Biographie[Bearbeiten | Quelltext bearbeiten]

Es gibt nur wenige Informationen über das Leben des Malers, der zur Familie der Grafen von Castelseprio gehörte, wie von der Unterschrift auf dem Porträt eines Mannes in Rom bezeugt.[1]

Seine künstlerische Ausbildung absolvierte er in Pavia, dann wechselte er an den Hof nach Mailand und war dort zeitgleich mit anderen Malern der Lombardei aktiv, zu nennen sei hierbei auch Leonardo da Vinci. Weitere Zeitgenossen die als Lombarden geführt wurden waren Buttinone von Treviglio, Giovanni Donato da Montorfano, Bartolommeo Suardi aus Mailand, später unter Bramante ausgebildet und daher Bramantino genannt, Ambrogio da Fossano, Borgognone genannt, Giovanni Ambrogio Bevilacqua, Vincenzo Civerchio aus Cremam, Macrino aus Alba, u. a. m.

Werke[Bearbeiten | Quelltext bearbeiten]

De Contis Werke zeugen von einer großen Vorliebe für Porträts von wichtigen Persönlichkeiten im politischen Leben der Lombardei und in geringerem Maße von einem Interesse an kirchlichen Bildern, wie zum Beispiel eine Reihe Madonna mit Kind und Die Engel und Seelen im Fegefeuer. Auch merkwürdig sind die Verkündigung für den Rusca-Altar in der Wallfahrtskirche Madonna del Sasso oberhalb von Locarno (ca. 1502) und die Madonna mit dem Kind und dem Johannesknäblein, ausgeführt in Mailand (heute bewahrt in der Accademia di Belle Arti di Brera).

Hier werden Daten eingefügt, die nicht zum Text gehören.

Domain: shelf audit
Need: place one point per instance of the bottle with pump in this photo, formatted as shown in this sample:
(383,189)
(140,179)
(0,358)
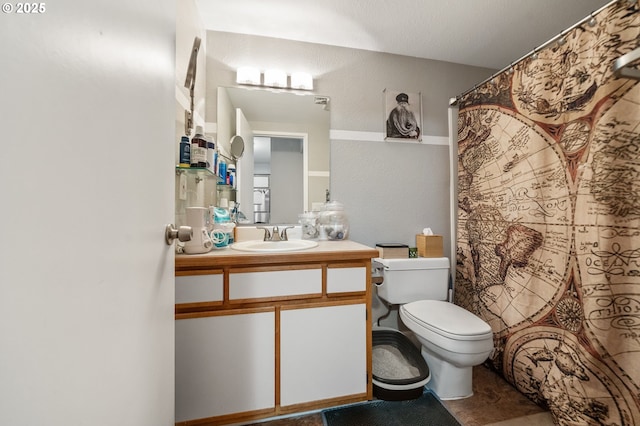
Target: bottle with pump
(199,149)
(185,152)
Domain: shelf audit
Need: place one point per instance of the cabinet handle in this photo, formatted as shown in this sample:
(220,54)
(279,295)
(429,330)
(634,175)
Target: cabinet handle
(183,233)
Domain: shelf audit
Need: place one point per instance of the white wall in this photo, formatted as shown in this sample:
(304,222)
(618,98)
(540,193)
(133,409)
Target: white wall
(86,175)
(391,191)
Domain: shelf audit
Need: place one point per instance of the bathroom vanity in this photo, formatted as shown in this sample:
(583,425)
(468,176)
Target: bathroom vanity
(266,334)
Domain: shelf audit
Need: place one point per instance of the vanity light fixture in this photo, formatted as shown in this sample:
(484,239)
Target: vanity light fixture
(302,81)
(275,78)
(248,75)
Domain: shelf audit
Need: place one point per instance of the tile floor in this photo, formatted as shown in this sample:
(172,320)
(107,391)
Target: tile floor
(494,403)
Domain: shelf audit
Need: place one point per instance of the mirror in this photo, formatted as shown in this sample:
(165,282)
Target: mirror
(283,167)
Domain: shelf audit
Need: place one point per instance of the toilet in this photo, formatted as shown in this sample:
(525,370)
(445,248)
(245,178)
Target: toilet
(453,339)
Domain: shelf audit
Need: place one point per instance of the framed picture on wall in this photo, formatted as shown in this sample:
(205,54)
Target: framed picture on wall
(403,116)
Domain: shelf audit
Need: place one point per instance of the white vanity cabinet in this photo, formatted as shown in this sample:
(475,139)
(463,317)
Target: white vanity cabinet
(225,364)
(263,335)
(323,353)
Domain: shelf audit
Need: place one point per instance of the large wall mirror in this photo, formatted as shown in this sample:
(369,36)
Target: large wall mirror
(284,169)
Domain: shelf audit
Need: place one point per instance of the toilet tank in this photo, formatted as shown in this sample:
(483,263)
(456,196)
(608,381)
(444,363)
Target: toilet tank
(408,280)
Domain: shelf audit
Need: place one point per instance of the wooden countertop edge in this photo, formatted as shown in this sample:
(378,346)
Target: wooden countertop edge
(209,260)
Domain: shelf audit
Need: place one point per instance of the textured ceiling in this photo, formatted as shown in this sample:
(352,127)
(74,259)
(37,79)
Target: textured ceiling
(484,33)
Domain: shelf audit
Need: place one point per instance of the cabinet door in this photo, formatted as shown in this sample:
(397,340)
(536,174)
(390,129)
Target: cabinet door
(323,353)
(224,364)
(345,280)
(199,288)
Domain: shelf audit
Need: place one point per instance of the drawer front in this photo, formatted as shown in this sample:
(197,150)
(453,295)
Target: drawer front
(255,285)
(199,288)
(346,280)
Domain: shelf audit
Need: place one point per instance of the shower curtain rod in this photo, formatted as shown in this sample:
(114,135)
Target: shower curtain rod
(454,101)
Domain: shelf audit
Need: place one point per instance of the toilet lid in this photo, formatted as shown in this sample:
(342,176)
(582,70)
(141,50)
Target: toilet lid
(447,319)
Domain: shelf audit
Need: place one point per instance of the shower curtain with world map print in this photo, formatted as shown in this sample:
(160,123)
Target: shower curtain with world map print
(548,234)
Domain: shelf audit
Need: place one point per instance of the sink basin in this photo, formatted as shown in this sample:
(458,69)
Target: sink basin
(273,246)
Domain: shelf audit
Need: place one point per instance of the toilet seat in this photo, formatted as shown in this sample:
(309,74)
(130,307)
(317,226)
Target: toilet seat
(446,320)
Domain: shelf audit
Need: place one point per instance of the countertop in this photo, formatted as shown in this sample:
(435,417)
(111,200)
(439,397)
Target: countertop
(345,250)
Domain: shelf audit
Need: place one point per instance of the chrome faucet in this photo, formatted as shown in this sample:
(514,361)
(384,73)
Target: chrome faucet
(275,234)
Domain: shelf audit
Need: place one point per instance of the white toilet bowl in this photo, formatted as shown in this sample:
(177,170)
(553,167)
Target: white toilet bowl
(453,341)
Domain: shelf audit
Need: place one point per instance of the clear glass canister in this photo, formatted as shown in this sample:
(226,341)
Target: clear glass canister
(333,221)
(309,222)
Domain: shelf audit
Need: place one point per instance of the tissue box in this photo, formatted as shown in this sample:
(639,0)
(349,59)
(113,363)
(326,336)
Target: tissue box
(393,250)
(429,245)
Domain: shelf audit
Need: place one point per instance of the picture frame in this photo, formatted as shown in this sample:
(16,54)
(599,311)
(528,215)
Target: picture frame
(403,116)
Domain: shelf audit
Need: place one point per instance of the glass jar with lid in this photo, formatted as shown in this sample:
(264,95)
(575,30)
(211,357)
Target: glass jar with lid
(309,222)
(333,222)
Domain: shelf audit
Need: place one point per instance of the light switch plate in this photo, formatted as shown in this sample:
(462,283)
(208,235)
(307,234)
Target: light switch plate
(182,187)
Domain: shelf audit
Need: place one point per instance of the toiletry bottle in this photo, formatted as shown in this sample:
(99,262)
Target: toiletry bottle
(185,152)
(222,172)
(198,149)
(211,147)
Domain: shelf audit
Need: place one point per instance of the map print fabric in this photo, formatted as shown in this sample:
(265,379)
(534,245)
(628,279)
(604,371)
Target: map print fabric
(548,236)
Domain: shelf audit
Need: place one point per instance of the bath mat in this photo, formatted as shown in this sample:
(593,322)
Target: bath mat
(424,411)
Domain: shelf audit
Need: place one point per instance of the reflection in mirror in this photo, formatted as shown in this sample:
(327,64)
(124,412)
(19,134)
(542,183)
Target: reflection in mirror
(284,168)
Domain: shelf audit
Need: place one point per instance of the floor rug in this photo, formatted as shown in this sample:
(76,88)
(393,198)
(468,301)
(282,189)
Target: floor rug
(424,411)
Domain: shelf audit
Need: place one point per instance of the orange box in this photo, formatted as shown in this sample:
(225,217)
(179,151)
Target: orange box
(429,245)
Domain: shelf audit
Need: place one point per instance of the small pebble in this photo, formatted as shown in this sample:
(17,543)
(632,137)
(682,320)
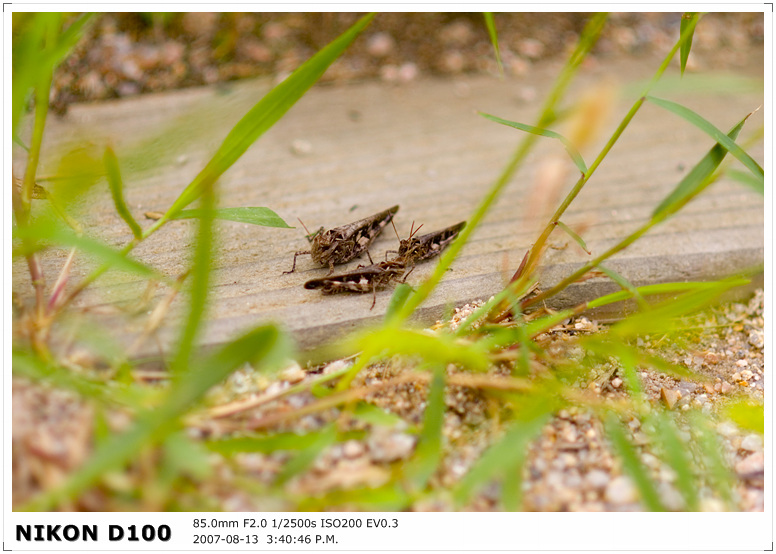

In der Kunstkritik seiner Zeit wird De Conti vor allem für seine Profilansichten gelobt und ist ein Markenzeichen mit dem er sich von den Malern im Leonardo da Vinci Stil abhob. Die Profilansicht war eigentlich eine der Flachrelief Portraitplastik vorbehaltene Darstellungsart, wie für Münzen und Portraitplaketten. Diese Hinwendung zur Plastik rührte aus dem Zeitgeist des ausgehenden 15. Jahrhunderts in Mailand. "Die großen Bauten des Mailänder Domes und der Certosa di Pavia haben in der zweiten Hälfte des 15. Jahrhunderts vornehmlich der Skulptur einen großen Aufschwung gegeben und die Malerei dabei etwas in den Hintergrund gedrängt, weil unter der Regierung des Filippo Maria Visconti (1405–1447) nur noch wenige namhafte Maler gefördert worden."[2] Münz schreibt in den Betrachtungen über Zeitgenossen da Vincis de Contis Stil als: trocken-präzise, eher dem Stichel als dem Pinsel entsprungen.[3] Zu den bekanntesten Porträts De Conti gehört das Porträt von Ambrogio da Fossano (1501); der Porträt des Catellano Trivulzio (1505); der Porträt von Charles d’Amboise enthalten in der Pinacoteca di Varallo seit 1500.

Literatur[Bearbeiten | Quelltext bearbeiten]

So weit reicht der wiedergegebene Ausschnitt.